Manage source control of Azure Data Factory solutions
By default, the Azure Data Factory user interface experience (UX) authors directly against the data factory service. This experience has the following limitations:
- The Data Factory service doesn't include a repository for storing the JSON entities for your changes. The only way to save changes is via the Publish All button and all changes are published directly to the data factory service.
- The Data Factory service isn't optimized for collaboration and version control.
To provide a better authoring experience, Azure Data Factory allows you to configure a Git repository with either Azure Repos or GitHub. Git is a version control system that allows for easier change tracking and collaboration. This article will outline how to configure and work in a git repository along with highlighting best practices and a troubleshooting guide.
Note
Authoring directly with the Data Factory service is disabled in the Azure Data Factory UX when a Git repository is configured. Changes made via PowerShell or an SDK are published directly to the Data Factory service, and are not entered into Git.
Advantages of Git integration
Below is a list of some of the advantages git integration provides to the authoring experience:
- Source control: As your data factory workloads become crucial, you would want to integrate your factory with Git to leverage several source control benefits like the following:
- Ability to track/audit changes.
- Ability to revert changes that introduced bugs.
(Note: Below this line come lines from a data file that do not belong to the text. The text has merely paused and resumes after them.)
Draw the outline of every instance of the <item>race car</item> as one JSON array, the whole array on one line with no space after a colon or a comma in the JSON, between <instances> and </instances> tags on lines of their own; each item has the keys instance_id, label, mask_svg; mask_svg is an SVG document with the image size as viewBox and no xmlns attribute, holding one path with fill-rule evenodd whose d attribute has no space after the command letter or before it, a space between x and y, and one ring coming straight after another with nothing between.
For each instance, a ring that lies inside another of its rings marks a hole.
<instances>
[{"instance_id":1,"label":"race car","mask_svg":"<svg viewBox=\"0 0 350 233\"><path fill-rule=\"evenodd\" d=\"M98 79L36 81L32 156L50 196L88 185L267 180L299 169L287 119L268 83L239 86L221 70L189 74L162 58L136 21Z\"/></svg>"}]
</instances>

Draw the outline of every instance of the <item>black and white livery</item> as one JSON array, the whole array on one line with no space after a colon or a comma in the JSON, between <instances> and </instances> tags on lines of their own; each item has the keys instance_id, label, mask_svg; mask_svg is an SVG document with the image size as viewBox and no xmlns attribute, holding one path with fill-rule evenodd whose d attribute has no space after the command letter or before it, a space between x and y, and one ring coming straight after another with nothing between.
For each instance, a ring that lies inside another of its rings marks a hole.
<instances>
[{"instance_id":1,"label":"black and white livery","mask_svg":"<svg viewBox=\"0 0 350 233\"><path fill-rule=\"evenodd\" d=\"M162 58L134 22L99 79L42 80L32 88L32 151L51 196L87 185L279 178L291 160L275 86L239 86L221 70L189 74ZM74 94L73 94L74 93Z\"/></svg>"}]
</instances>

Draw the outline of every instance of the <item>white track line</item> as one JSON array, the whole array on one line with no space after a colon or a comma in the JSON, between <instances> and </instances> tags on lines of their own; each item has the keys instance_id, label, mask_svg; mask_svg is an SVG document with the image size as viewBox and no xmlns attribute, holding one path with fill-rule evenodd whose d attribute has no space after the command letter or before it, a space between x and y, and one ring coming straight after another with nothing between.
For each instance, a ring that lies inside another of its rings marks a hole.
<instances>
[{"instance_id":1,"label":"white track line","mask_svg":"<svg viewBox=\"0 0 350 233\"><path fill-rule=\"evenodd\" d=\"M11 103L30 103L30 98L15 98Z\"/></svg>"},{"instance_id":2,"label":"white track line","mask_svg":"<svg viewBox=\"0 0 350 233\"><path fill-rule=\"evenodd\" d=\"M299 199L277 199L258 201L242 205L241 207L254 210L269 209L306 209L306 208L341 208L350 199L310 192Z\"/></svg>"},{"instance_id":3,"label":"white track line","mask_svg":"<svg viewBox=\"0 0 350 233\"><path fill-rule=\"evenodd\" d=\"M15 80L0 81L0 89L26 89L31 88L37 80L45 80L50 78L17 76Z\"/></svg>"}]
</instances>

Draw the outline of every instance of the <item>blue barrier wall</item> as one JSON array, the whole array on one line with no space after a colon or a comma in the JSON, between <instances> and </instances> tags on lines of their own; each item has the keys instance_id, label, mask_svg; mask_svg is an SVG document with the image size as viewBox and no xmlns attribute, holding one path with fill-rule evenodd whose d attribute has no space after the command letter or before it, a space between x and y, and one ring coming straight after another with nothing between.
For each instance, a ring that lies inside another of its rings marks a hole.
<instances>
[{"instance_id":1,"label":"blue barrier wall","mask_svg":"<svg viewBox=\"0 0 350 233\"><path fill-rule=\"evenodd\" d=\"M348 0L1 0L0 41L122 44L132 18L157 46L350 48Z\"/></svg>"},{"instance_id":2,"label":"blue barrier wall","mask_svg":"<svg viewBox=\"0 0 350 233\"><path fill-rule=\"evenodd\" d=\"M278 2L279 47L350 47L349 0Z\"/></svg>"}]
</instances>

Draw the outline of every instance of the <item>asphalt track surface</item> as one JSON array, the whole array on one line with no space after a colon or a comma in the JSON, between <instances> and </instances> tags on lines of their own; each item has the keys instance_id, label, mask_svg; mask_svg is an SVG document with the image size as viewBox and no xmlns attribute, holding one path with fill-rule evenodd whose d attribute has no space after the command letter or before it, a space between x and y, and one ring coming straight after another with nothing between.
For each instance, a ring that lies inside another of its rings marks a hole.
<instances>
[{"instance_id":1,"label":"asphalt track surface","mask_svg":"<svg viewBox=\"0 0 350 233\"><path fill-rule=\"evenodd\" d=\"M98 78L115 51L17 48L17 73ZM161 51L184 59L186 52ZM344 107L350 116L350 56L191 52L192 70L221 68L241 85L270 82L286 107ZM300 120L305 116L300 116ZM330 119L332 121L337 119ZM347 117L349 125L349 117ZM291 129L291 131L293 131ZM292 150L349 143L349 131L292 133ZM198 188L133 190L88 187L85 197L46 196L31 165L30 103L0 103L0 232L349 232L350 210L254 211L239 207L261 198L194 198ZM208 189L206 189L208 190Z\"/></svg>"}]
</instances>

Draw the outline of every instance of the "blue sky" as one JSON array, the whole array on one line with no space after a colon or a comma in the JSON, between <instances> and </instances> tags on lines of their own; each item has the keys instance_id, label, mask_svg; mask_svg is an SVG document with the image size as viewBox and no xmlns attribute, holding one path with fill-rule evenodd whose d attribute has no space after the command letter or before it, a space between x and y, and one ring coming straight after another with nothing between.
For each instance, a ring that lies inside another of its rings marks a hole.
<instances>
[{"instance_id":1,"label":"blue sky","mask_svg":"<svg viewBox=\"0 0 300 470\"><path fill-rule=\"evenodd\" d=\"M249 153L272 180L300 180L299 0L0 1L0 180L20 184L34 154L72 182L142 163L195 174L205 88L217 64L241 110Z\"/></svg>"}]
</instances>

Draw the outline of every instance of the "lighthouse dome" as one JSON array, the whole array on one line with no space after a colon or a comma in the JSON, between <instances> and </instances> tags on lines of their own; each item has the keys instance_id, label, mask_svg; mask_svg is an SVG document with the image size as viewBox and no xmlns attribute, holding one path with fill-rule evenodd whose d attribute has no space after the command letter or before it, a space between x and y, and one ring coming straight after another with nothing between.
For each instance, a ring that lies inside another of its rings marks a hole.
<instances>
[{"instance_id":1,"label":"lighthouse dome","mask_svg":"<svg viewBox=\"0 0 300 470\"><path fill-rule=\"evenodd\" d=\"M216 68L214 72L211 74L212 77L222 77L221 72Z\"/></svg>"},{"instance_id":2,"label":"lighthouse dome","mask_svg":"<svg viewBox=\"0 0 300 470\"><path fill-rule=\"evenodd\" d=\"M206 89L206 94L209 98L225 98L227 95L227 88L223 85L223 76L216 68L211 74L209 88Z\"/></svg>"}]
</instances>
- Partial saves: When authoring against the data factory service, you can't save changes as a draft and all publishes must pass data factory validation. Whether your pipelines are not finished or you simply don't want to lose changes if your computer crashes, git integration allows for incremental changes of data factory resources regardless of what state they are in. Configuring a git repository allows you to save changes, letting you only publish when you have tested your changes to your satisfaction.
- Collaboration and control: If you have multiple team members contributing to the same factory, you may want to let your teammates collaborate with each other via a code review process. You can also set up your factory such that not every contributor has equal permissions. Some team members may only be allowed to make changes via Git and only certain people in the team are allowed to publish the changes to the factory.
- Better CI/CD: If you are deploying to multiple environments with a continuous delivery process, git integration makes certain actions easier. Some of these actions include:
- Configure your release pipeline to trigger automatically as soon as there are any changes made to your 'dev' factory.
- Customize the properties in your factory that are available as parameters in the Resource Manager template. It can be useful to keep only the required set of properties as parameters, and have everything else hard coded.
- Better Performance: An average factory with git integration loads 10 times faster than one authoring against the data factory service. This performance improvement is because resources are downloaded via Git.
Connect to a Git repository
There are three different ways to connect a Git repository to your data factory for both Azure Repos and GitHub. After you connect to a Git repository, you can view and manage your configuration in the management hub under Git configuration in the Source control section.
Configuration method 1: Home page
In the Azure Data Factory home page, select Set up Code Repository.
Configuration method 2: Authoring canvas
In the Azure Data Factory UX authoring canvas, select the Data Factory drop-down menu, and then select Set up Code Repository.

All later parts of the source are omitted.